After arriving in America in 1910, he worked in Chicago at Marshall Field's department store in their advertising department and stayed there throughout the war, while at the same time pursuing his interest in fine art. Becoming increasingly political and critical of war as a result of World War I, he painted a piece called "War", which was exhibited in 1918 at the Architectural League, New York. Between 1918 and 1927, he sent his protest paintings on exhibition throughout the states, meeting with some success. One of them, "The Homecoming of 1918", showed a crowd of gaunt, wounded people with nightmarish expressions marching towards the viewer.
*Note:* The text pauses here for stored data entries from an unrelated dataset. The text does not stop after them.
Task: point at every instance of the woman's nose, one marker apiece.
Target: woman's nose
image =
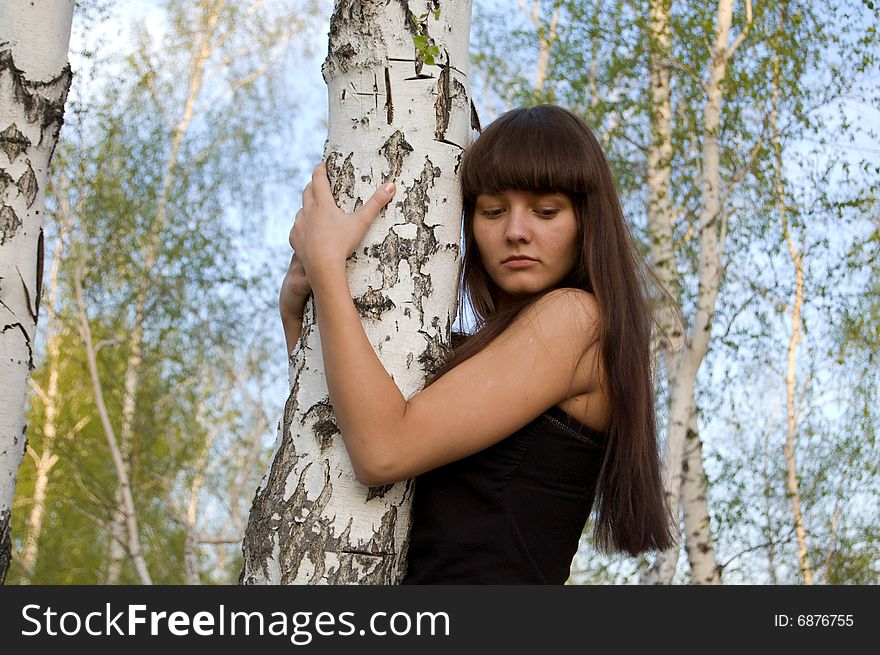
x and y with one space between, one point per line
517 227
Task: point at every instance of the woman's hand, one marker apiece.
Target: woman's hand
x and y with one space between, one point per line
295 289
323 235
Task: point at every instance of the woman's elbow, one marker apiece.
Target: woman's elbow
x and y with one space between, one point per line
374 471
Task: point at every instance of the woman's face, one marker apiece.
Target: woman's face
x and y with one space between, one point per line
527 241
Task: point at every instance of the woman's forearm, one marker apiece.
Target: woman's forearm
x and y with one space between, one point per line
366 401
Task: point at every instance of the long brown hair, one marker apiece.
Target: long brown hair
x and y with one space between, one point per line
549 149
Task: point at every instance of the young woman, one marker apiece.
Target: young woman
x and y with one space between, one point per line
547 407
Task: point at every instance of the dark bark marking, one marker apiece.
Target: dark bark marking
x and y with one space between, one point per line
5 181
324 426
27 341
9 223
5 543
389 104
38 98
373 304
395 150
436 349
378 492
475 120
262 523
415 251
13 142
443 104
352 21
27 296
27 185
342 176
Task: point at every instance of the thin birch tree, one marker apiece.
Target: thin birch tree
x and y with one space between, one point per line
34 79
400 109
711 229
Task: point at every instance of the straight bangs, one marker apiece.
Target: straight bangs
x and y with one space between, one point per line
541 149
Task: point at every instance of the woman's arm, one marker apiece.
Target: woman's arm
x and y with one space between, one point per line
533 365
295 290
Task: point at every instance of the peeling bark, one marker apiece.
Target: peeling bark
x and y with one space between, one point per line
696 344
34 79
311 522
699 545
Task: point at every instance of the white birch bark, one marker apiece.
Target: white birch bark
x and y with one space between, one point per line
792 484
46 459
34 79
661 216
391 118
699 545
681 393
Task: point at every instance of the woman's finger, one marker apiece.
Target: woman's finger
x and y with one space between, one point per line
370 209
321 192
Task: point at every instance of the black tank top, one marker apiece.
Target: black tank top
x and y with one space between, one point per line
510 514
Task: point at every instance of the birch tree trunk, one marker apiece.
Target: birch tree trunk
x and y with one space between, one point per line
681 392
661 216
34 79
699 544
393 116
46 459
792 484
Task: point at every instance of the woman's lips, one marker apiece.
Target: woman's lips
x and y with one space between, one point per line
518 262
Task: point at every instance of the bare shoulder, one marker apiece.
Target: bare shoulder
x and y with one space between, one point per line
563 312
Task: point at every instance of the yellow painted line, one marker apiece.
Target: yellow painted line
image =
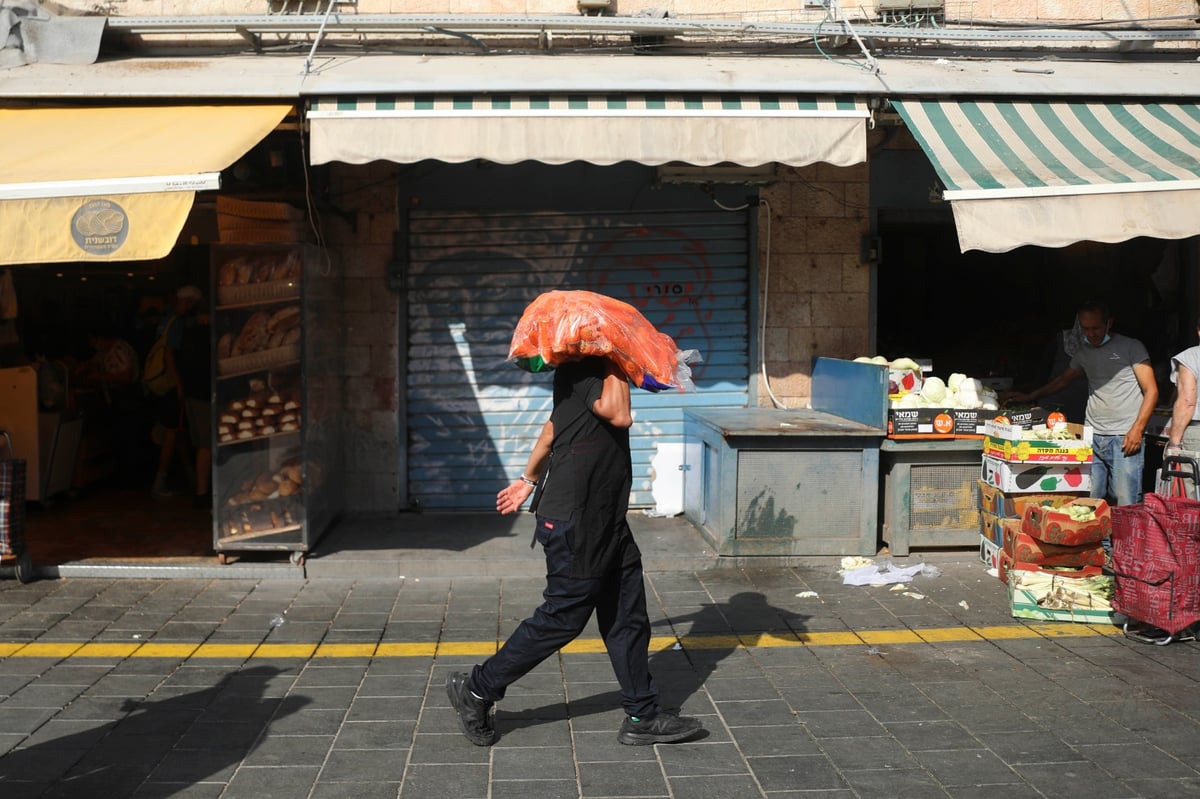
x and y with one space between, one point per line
467 648
286 650
943 635
106 650
706 642
768 640
48 649
166 650
64 649
406 650
225 650
829 638
1066 630
1002 632
593 646
345 650
889 636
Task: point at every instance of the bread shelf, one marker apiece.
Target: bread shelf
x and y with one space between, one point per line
258 438
265 359
240 295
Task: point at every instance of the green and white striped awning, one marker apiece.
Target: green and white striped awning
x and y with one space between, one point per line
702 130
1053 173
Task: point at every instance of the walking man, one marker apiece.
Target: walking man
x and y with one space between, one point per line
582 470
1121 397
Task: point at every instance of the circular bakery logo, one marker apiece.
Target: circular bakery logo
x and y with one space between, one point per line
100 227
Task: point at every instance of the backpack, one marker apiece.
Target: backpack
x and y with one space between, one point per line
156 377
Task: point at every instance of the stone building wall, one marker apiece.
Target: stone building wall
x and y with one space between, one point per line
817 290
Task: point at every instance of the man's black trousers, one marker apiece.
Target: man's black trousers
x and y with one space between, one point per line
619 602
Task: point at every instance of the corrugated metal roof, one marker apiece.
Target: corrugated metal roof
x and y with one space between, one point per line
282 77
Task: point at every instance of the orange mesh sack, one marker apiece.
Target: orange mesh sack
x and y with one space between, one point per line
561 326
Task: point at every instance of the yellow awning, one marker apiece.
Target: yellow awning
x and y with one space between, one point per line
113 184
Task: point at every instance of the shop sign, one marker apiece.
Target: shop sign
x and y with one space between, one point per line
100 227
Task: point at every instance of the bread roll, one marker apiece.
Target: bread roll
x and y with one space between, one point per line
285 318
253 335
227 275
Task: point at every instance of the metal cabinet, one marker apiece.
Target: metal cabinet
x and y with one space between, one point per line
783 482
929 493
275 401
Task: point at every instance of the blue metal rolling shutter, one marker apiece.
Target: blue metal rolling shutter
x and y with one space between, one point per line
473 416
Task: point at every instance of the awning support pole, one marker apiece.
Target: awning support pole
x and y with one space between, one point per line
321 32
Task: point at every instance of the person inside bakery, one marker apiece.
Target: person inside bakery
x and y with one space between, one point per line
113 362
169 406
195 361
11 350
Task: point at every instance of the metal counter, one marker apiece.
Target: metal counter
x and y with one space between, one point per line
760 481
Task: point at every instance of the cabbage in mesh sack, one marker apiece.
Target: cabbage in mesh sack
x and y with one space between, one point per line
561 326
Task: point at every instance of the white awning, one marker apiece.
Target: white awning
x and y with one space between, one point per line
1054 173
114 184
702 130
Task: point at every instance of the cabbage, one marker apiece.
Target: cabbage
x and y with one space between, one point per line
934 390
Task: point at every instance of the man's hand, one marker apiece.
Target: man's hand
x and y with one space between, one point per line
511 497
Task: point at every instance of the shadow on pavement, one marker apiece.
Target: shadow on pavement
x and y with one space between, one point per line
708 637
161 746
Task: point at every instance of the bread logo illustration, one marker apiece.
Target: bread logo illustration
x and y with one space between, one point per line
100 227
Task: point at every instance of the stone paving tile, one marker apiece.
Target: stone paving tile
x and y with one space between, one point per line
796 773
1138 758
622 779
1079 780
262 782
856 754
435 781
533 762
905 784
965 767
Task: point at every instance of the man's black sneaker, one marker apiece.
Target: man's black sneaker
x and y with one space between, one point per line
663 728
474 714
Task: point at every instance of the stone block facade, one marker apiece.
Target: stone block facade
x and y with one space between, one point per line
816 298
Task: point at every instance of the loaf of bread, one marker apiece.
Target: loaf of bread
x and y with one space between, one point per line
253 335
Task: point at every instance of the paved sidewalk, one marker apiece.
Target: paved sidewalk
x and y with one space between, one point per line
195 688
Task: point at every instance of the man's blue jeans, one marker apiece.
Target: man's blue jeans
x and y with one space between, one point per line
1114 473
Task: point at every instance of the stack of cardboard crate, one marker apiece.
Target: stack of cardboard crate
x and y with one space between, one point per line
1020 472
1053 563
1053 538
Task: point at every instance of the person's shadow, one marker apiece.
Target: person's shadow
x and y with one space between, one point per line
163 745
706 637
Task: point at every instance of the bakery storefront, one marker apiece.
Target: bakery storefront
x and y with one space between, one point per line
100 234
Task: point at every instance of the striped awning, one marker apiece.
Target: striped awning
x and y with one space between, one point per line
1053 173
702 130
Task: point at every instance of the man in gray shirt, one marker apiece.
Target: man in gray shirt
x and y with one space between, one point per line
1121 397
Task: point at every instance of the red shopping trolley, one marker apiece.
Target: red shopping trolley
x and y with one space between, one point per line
12 512
1156 563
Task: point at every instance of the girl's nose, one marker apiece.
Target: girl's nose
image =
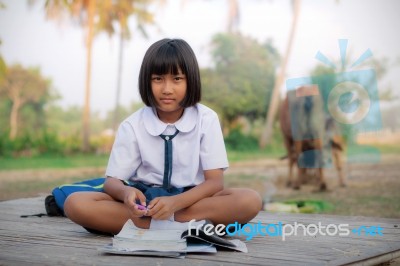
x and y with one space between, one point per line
168 87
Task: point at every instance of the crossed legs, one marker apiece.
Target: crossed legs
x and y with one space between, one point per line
101 212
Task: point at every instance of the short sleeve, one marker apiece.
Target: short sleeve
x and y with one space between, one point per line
212 147
125 157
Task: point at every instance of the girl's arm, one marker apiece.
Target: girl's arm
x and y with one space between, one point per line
163 207
128 195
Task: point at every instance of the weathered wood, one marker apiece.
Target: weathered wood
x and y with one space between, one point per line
58 241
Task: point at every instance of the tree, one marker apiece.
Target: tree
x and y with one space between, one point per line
22 86
119 12
85 11
241 81
274 102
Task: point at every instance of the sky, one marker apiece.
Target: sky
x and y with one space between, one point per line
58 48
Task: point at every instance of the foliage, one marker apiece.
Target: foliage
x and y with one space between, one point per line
241 81
26 93
238 141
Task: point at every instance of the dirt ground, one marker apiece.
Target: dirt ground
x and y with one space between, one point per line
372 189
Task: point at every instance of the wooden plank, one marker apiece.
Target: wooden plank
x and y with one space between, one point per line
58 241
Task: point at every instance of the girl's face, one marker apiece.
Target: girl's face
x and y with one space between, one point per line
169 90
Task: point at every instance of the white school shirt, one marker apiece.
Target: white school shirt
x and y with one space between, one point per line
138 150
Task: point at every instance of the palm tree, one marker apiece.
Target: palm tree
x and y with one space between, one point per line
274 103
97 16
85 11
119 12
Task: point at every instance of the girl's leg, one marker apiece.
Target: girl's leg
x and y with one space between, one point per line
227 206
99 211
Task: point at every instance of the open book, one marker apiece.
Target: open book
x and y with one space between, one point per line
132 240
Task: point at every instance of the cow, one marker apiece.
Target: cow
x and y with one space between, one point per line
308 133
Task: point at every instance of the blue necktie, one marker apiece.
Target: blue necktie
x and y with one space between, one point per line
168 159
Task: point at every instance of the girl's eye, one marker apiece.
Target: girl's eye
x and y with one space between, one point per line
156 78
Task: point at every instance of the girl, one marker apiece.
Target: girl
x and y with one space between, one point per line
168 156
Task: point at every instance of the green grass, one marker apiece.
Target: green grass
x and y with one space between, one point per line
92 160
274 152
44 162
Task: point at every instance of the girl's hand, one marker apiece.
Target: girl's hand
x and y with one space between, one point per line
162 208
131 196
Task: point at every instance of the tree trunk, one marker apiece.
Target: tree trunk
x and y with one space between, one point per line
233 15
86 110
14 118
266 135
119 75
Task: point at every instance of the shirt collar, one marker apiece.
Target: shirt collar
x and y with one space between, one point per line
156 127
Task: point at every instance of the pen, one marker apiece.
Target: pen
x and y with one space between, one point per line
141 207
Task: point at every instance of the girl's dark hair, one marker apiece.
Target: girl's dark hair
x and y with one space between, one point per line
167 56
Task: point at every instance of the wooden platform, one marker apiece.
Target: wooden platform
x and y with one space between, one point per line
57 241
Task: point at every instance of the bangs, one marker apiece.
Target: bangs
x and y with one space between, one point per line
168 61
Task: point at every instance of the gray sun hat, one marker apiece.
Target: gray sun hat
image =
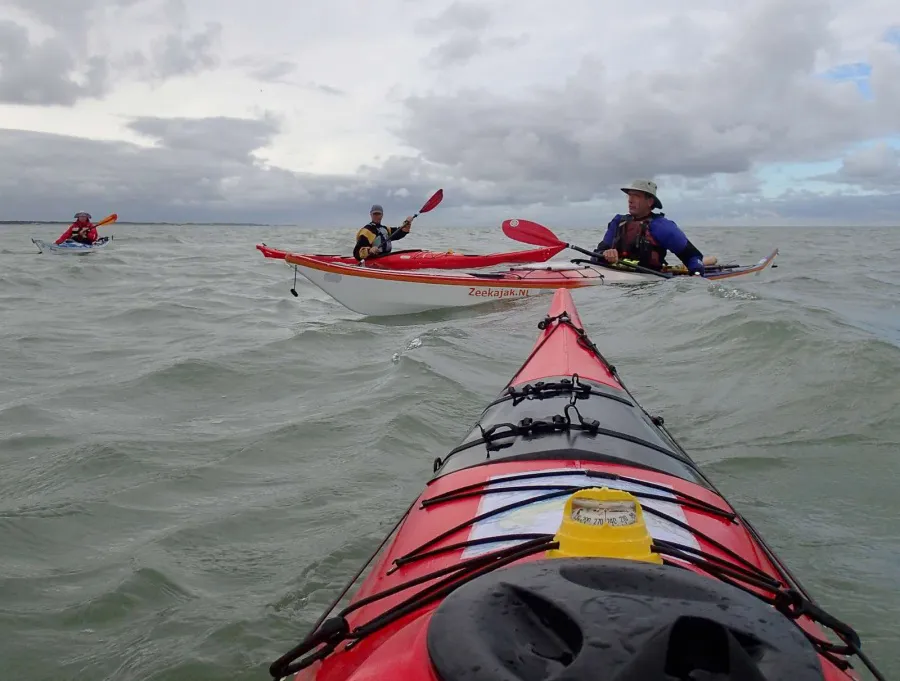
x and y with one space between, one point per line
646 186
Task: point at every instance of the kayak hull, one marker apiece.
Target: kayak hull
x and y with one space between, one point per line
70 247
384 293
420 259
479 564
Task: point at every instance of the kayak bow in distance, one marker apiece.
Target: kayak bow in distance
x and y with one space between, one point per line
568 533
416 259
70 247
382 293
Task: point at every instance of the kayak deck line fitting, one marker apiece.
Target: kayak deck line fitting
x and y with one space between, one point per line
539 603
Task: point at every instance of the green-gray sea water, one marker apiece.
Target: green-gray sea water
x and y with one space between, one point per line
194 461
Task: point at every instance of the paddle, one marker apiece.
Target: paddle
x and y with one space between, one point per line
529 232
112 217
430 205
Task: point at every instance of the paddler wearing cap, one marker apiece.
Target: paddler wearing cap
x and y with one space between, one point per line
645 236
375 239
82 230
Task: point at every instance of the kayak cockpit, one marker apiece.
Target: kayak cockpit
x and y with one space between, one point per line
561 419
635 621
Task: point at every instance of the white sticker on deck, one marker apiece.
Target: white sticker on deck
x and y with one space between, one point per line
545 516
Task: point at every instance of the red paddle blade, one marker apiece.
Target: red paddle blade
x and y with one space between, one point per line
529 232
432 203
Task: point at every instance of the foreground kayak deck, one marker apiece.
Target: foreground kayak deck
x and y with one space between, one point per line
382 293
570 533
415 259
72 247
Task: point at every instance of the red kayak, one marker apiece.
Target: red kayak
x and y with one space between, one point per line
569 536
435 260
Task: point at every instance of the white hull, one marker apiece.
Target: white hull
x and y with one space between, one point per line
379 297
384 293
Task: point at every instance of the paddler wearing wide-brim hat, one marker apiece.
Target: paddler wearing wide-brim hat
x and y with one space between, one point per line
645 236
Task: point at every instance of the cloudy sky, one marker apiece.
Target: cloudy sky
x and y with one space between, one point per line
745 112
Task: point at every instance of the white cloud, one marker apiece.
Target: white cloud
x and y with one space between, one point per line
300 111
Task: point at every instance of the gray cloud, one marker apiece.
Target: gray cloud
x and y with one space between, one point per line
466 23
204 170
872 168
758 101
458 15
46 73
198 170
65 68
282 71
178 55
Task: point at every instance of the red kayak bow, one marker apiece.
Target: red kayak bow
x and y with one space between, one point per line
569 536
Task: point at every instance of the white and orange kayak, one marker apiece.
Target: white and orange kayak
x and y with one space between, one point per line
569 536
382 293
417 259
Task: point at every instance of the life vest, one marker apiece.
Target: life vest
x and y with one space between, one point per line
634 241
382 237
80 232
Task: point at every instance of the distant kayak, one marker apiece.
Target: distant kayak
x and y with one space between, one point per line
381 293
424 260
569 536
72 247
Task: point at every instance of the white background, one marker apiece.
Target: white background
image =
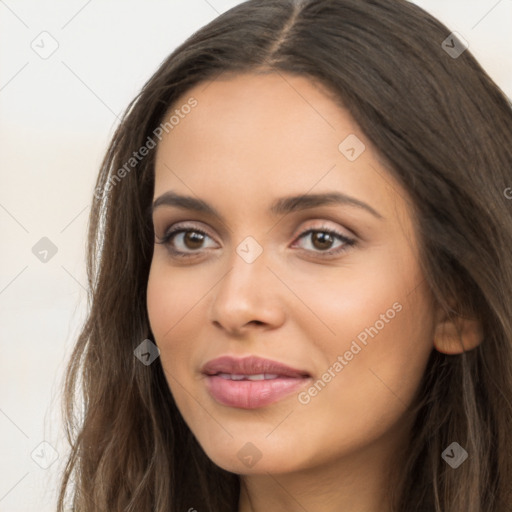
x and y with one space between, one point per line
56 118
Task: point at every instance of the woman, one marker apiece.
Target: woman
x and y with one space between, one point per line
299 260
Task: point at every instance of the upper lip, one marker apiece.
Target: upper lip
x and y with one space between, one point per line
250 365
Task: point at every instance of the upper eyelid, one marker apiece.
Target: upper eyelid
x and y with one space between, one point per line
183 226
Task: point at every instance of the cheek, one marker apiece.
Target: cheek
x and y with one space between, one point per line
373 341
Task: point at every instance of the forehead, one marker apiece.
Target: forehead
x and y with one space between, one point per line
254 137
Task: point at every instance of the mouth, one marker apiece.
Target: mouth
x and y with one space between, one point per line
251 382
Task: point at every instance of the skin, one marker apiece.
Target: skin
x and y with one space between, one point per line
251 139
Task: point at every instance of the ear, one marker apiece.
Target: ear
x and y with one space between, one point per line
455 334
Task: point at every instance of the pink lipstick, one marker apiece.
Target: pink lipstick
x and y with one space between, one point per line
251 382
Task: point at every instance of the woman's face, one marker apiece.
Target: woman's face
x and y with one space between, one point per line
330 289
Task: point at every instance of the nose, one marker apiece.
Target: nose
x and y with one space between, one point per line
248 296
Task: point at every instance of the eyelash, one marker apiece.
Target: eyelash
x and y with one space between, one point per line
348 242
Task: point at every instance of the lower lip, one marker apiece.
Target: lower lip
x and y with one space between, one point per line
247 394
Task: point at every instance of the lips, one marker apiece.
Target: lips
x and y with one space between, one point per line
251 382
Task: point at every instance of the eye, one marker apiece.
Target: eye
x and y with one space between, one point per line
188 241
322 240
187 238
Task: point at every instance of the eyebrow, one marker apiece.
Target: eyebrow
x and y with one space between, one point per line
281 206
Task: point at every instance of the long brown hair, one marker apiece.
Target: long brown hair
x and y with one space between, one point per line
443 129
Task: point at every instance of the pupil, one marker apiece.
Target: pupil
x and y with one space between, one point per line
324 240
193 240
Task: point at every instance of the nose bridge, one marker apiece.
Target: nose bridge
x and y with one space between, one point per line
248 266
245 293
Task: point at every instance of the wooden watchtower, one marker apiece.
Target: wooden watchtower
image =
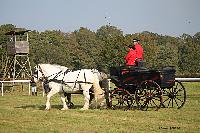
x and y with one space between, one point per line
17 64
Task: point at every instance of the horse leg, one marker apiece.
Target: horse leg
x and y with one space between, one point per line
50 94
86 99
65 107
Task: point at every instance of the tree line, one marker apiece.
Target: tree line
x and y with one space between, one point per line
107 47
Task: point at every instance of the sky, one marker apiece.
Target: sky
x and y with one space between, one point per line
165 17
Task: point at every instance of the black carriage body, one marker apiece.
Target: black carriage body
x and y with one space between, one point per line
130 76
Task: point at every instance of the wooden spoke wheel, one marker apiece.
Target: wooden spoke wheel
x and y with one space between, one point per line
149 96
120 99
175 96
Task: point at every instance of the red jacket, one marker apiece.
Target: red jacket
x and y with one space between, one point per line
130 57
139 51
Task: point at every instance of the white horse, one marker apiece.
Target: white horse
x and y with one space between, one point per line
62 80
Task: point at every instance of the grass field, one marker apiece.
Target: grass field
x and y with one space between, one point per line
22 113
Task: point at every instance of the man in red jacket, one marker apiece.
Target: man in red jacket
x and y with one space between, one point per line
139 51
131 56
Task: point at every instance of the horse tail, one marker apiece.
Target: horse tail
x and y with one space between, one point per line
97 89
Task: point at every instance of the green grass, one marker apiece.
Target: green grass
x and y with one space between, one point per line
22 113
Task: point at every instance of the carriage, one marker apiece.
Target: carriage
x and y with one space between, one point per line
145 89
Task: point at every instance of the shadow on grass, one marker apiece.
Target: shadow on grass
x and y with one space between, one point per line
42 107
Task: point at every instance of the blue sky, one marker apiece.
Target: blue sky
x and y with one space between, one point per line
166 17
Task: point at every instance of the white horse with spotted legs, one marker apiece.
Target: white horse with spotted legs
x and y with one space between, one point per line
62 80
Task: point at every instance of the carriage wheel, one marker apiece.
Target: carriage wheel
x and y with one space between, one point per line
120 99
149 96
175 96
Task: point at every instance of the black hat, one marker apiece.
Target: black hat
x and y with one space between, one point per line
135 40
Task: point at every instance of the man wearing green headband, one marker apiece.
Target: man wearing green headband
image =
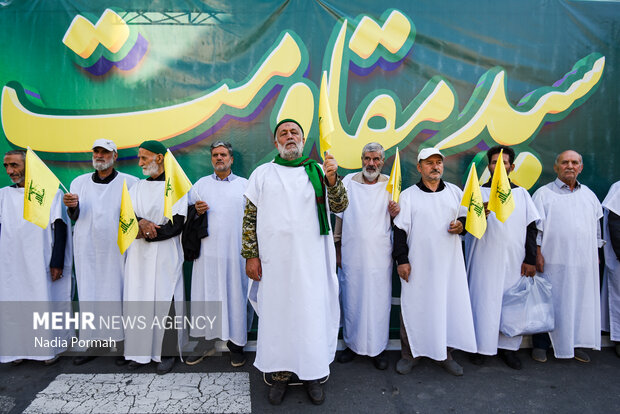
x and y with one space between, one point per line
154 266
291 259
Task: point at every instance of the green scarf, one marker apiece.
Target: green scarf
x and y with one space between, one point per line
316 176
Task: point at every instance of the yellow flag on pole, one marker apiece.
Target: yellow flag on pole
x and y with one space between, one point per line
395 180
40 187
177 183
476 222
501 200
326 122
127 221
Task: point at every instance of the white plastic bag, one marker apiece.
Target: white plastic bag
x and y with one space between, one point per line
527 308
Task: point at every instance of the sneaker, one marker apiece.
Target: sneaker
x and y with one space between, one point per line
539 354
477 359
581 356
133 365
277 392
380 361
196 359
165 366
51 361
315 391
346 356
237 359
452 367
405 365
510 358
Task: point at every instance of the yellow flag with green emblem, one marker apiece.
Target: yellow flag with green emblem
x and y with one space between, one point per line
127 221
501 200
177 183
395 180
476 222
40 187
326 122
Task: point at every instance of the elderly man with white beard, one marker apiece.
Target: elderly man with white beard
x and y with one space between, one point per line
291 259
363 235
154 265
94 203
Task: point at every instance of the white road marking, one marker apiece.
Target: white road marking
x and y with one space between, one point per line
215 392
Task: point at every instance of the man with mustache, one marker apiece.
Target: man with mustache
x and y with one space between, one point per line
218 273
568 239
154 266
366 266
35 269
94 203
435 308
291 259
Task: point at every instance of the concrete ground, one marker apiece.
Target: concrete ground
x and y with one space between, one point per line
557 386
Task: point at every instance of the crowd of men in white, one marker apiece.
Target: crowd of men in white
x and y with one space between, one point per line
304 281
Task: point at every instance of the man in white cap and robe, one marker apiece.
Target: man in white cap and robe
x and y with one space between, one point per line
291 260
218 274
35 270
496 261
364 241
567 253
154 267
435 307
94 203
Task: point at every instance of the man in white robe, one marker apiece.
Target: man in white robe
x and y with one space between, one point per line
567 254
495 262
218 274
363 235
435 307
35 272
154 267
291 260
94 203
610 296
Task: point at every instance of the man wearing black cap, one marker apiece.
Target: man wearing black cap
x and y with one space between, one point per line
154 265
291 260
94 203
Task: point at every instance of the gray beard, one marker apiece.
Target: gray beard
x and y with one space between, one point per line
291 154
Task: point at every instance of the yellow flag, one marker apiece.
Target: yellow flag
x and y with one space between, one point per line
40 189
127 221
326 122
501 200
177 183
395 178
476 222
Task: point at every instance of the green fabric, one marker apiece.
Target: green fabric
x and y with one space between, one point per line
155 147
316 176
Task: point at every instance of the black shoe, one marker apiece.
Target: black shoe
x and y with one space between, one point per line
380 361
237 359
133 365
346 356
277 391
82 359
510 358
315 392
477 359
165 366
120 361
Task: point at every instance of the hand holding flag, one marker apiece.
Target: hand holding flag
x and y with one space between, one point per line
127 221
501 200
476 222
177 183
394 183
40 186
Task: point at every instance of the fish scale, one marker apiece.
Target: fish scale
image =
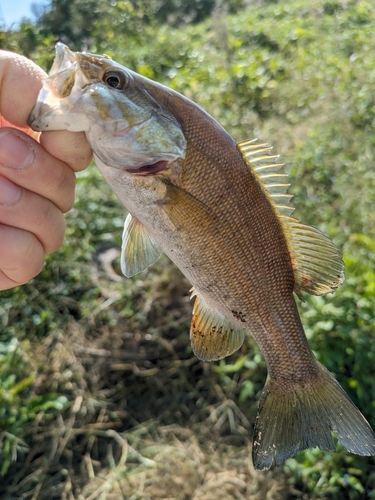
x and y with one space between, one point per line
221 212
Bulliet described the painting as "perhaps the most poerful incitment of war ever painted in America."
Beginning in 1926 Hoeckner found a new interest in industrial and war subjects, reflected in his paintings including the 'Steel Era", which he described as symbolic of both of those subjects. This influence directed a number of his prints and drawings for years to come. In 1929 he became an instructor at the Art Institute of Chicago where he taught classes in industrial design, and in the 1930s he served as director of the graphics division of the Illinois Art Project of the Works Progress Administration. This position allowed him to express his political views and also to influence other artists to do the same. In his lithographs from the 1930s, Hoeckner’s talents as a printmaker and his activism coalesced to produce “social documents” reflecting his ideals of justice.
Throughout his life Hoeckner explored both "commercial art," which was how he made a living, and "fine art," which was his definition of self-expression. Sometimes he reduced the original size of paintings by cutting them down. Exhibition venues included the Society of Indenpendent Artists, Salons of America, the Pennsylvania Academy and the National Academy of Design. Murals by Hoeckner are in the Coonley School in Downers Grove, Illinois.
During his career, Hoeckner participated in numerous group exhibitions with the Chicago Society of Artists and Chicago Society of Etchers, and showed two of his paintings at the Century of Progress Exposition in 1933. He exhibited in other major US cities: in New York with the Society of Independent Artists (1918, 1928–29) and at the National Academy of Design (1942–43), and at the Pennsylvania Academy of the Fine Arts (1921). He taught at the School of the Art Institute from 1929 to 1943 to supplement his work as a fine artist. Through his teaching, original oil paintings, lithographs, and social activism, Hoeckner left behind an enduring legacy of the art scene in Chicago during the Depression.